Roustang : l’inhumain, l’infra-humain et le pré-humain

« Mais cette régression vers le vol, le viol et le meurtre, où les intérêts humains se présentent sous une forme déshumanisée avant d’être aménagés et reconduits à l’humanité, n’est possible que dans les cas les plus favorables. Pour les psychotiques, ou ceux que j’ai nommés ailleurs des frontaliers (borderline), la situation est différente. Ils n’ont en quelque sorte jamais été admis à des relations humaines. De l’humain, c’est l’inhumain qu’ils ont connu, celui de l’absorption et du rejet.
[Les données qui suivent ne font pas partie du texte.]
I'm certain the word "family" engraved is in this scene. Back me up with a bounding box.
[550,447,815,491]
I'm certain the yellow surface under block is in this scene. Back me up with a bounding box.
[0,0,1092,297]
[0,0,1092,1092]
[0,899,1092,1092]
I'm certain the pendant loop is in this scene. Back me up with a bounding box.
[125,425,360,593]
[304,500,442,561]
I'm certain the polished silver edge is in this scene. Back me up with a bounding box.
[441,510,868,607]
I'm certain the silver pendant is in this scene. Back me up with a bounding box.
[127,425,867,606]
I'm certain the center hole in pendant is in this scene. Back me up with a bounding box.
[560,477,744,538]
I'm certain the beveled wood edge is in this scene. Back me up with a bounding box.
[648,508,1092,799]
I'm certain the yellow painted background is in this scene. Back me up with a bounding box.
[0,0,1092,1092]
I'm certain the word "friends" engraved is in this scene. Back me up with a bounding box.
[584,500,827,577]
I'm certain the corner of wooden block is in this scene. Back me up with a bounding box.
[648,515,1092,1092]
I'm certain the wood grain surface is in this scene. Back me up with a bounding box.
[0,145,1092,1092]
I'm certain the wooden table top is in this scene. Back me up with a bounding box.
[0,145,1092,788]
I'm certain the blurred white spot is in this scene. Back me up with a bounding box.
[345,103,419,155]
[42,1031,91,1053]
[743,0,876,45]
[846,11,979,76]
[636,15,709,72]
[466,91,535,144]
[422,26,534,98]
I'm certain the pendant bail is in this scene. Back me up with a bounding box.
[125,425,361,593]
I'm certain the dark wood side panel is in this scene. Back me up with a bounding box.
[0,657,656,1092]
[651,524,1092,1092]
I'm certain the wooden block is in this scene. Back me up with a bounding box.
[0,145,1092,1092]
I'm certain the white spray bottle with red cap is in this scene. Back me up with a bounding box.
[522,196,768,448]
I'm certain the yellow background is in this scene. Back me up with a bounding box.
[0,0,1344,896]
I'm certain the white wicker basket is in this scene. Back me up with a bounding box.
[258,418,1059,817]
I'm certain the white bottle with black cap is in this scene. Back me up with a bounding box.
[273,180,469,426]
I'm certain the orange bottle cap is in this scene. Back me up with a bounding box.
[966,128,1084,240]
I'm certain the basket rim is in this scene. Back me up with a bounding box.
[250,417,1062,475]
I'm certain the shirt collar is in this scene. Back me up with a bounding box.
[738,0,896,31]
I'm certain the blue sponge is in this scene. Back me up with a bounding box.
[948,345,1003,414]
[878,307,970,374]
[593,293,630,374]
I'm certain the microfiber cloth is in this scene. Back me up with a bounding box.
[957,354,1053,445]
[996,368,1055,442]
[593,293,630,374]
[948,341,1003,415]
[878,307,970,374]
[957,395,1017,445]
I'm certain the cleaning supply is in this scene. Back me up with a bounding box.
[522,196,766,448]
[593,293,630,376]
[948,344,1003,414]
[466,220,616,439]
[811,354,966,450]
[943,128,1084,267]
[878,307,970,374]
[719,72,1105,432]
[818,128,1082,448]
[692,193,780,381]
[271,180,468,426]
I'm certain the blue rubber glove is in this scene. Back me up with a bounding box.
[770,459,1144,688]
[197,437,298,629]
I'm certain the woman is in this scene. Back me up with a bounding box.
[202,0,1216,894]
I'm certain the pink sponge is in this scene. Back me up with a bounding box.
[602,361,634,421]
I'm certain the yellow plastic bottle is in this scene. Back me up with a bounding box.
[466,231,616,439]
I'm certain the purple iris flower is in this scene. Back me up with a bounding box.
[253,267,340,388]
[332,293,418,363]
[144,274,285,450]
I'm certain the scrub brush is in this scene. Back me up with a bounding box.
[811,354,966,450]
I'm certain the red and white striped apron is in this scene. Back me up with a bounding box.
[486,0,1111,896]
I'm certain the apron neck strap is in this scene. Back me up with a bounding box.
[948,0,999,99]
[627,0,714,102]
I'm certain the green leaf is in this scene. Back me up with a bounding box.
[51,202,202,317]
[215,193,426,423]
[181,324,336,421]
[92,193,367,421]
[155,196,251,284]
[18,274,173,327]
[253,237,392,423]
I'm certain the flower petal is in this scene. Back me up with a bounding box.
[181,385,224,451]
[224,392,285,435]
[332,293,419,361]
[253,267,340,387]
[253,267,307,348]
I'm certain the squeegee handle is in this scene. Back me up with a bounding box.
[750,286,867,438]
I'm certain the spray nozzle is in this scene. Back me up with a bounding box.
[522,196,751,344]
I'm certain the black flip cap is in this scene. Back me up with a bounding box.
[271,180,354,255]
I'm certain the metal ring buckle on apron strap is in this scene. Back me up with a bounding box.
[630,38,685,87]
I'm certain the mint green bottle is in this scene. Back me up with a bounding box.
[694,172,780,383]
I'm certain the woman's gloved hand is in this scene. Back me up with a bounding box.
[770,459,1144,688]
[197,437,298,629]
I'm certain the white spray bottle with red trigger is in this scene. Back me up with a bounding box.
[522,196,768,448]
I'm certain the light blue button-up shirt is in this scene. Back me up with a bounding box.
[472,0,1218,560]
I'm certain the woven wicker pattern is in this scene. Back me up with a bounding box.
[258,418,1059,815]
Pour se protéger de cet inhumain qui les a formés, ils ont dû se réfugier dans l’infrahumain ou dans le pas encore humain (condition de l’humain pourtant) des animaux, des végétaux et des minéraux. Corps de pierre qui ne peuvent ni souffrir ni jouir, parce que toute souffrance est interdite à ce qui a été réduit à l’état d’objet, parce que la jouissance n’est pas l’affaire d’un individu auquel on a retiré toute intériorité. Plante incapable de locomotion, parce qu’il leur est impossible de se détacher du lieu où ils sont placés, parce qu’ils doivent rester là fixés sans pouvoir connaître l’absence qui serait pour eux mortelle.

Il leur faudra donc en analyse pouvoir repasser par ce non-humain qui les fonde. »

François Roustang, Comment faire rire un paranoïaque ? Odile Jacob, 1996.